Starvation-Induced Differential Virotherapy Using an Oncolytic Measles Vaccine Virus
- PMID: 31284426
- PMCID: PMC6669668
- DOI: 10.3390/v11070614
Starvation-Induced Differential Virotherapy Using an Oncolytic Measles Vaccine Virus
Abstract
Starvation sensitizes tumor cells to chemotherapy while protecting normal cells at the same time, a phenomenon defined as differential stress resistance. In this study, we analyzed if starvation would also increase the oncolytic potential of an oncolytic measles vaccine virus (MeV-GFP) while protecting normal cells against off-target lysis. Human colorectal carcinoma (CRC) cell lines as well as human normal colon cell lines were subjected to various starvation regimes and infected with MeV-GFP. The applied fasting regimes were either short-term (24 h pre-infection) or long-term (24 h pre- plus 96 h post-infection).

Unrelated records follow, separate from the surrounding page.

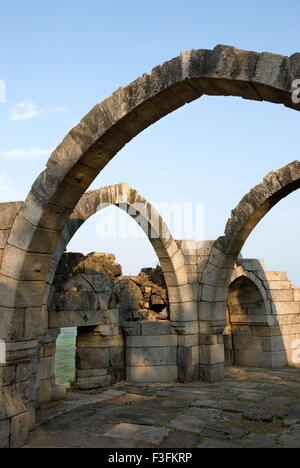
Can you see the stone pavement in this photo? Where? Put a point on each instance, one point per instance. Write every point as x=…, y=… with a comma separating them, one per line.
x=251, y=408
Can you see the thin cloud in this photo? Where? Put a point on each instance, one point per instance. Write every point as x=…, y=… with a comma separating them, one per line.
x=25, y=111
x=33, y=152
x=60, y=109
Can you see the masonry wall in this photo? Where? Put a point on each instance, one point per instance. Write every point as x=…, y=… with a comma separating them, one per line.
x=263, y=328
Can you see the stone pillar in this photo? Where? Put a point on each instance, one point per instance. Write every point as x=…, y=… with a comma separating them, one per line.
x=100, y=354
x=151, y=352
x=16, y=414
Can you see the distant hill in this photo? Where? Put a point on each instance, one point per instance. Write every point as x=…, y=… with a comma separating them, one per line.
x=65, y=356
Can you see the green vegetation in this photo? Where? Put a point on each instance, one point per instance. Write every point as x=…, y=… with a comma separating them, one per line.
x=65, y=356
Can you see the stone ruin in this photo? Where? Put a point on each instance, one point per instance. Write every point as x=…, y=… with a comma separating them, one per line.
x=205, y=282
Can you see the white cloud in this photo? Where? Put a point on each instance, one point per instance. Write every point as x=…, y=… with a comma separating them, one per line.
x=60, y=109
x=25, y=111
x=32, y=152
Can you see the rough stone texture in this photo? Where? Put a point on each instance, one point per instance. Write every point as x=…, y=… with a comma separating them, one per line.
x=37, y=226
x=240, y=412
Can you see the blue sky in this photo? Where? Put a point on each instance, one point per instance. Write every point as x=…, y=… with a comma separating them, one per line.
x=60, y=58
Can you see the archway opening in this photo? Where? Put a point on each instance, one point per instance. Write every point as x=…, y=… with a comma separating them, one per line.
x=93, y=293
x=245, y=307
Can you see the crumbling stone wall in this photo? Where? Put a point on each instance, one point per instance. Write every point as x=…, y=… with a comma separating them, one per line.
x=263, y=317
x=91, y=294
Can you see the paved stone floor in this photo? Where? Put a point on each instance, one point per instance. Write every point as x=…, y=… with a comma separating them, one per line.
x=251, y=408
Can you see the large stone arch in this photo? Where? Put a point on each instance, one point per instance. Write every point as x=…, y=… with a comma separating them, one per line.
x=88, y=148
x=129, y=200
x=224, y=252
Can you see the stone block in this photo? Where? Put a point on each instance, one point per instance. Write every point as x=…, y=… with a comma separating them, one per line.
x=186, y=312
x=8, y=213
x=129, y=432
x=155, y=356
x=30, y=238
x=58, y=393
x=286, y=295
x=23, y=372
x=49, y=349
x=83, y=374
x=13, y=399
x=108, y=330
x=212, y=372
x=51, y=335
x=91, y=383
x=285, y=308
x=211, y=311
x=277, y=284
x=188, y=340
x=47, y=367
x=19, y=294
x=152, y=374
x=212, y=293
x=25, y=266
x=92, y=358
x=211, y=354
x=7, y=375
x=19, y=430
x=272, y=275
x=188, y=356
x=132, y=328
x=98, y=341
x=251, y=264
x=3, y=238
x=181, y=294
x=151, y=341
x=77, y=318
x=188, y=373
x=11, y=324
x=179, y=277
x=36, y=321
x=117, y=356
x=185, y=328
x=45, y=391
x=297, y=294
x=4, y=434
x=162, y=327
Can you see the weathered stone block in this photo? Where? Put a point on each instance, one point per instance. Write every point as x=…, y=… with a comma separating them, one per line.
x=212, y=372
x=211, y=354
x=153, y=374
x=139, y=357
x=150, y=341
x=186, y=312
x=92, y=358
x=4, y=434
x=162, y=327
x=90, y=383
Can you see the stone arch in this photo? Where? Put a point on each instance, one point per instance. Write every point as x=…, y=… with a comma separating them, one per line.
x=248, y=213
x=248, y=310
x=224, y=252
x=89, y=147
x=129, y=200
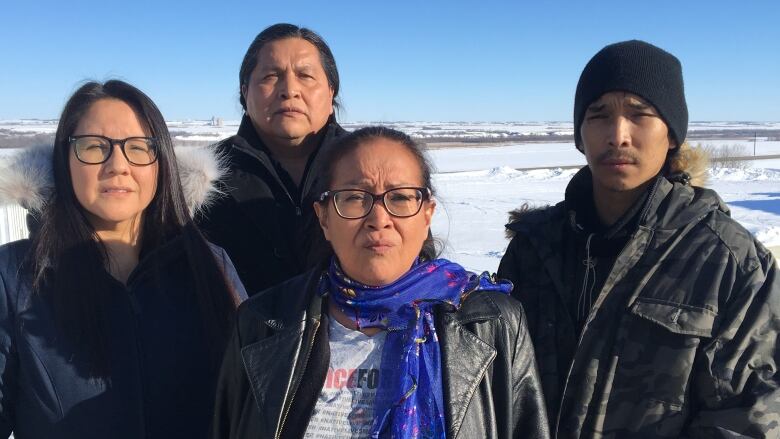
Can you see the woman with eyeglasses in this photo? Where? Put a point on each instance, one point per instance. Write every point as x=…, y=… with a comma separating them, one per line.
x=115, y=314
x=384, y=340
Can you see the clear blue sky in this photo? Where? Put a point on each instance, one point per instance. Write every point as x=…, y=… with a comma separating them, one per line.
x=398, y=60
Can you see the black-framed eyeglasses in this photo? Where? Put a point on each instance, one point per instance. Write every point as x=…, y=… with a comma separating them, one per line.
x=401, y=202
x=92, y=149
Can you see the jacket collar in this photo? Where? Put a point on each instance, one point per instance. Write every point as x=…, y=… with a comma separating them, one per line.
x=274, y=365
x=466, y=356
x=665, y=205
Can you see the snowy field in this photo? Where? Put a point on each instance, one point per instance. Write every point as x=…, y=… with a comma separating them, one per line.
x=477, y=186
x=213, y=130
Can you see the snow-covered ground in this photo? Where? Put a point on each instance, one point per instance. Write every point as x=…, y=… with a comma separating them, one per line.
x=477, y=186
x=208, y=130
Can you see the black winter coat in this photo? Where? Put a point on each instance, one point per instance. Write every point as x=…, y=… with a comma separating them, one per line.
x=682, y=338
x=162, y=375
x=267, y=229
x=277, y=360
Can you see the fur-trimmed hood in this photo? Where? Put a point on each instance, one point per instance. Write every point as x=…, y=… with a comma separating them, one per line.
x=26, y=177
x=691, y=163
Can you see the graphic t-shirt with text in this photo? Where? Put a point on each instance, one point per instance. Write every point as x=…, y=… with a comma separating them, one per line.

Cell-killing features of (i) virotherapy, (ii) starvation, as well as (iii) the combination of both were analyzed by cell viability assays and virus growth curves. Remarkably, while long-term low-serum, standard glucose starvation potentiated the efficacy of MeV-mediated cell killing in CRC cells, it was found to be decreased in normal colon cells. Interestingly, viral replication of MeV-GFP in CRC cells was decreased in long-term-starved cells and increased after short-term low-glucose, low-serum starvation. In conclusion, starvation-based virotherapy has the potential to differentially enhance MeV-mediated oncolysis in the context of CRC cancer patients while protecting normal colon cells from unwanted off-target effects.
Keywords: fasting; measles vaccine virus; oncolysis; starvation; virotherapy.
Conflict of interest statement
The authors declare no conflict of interest.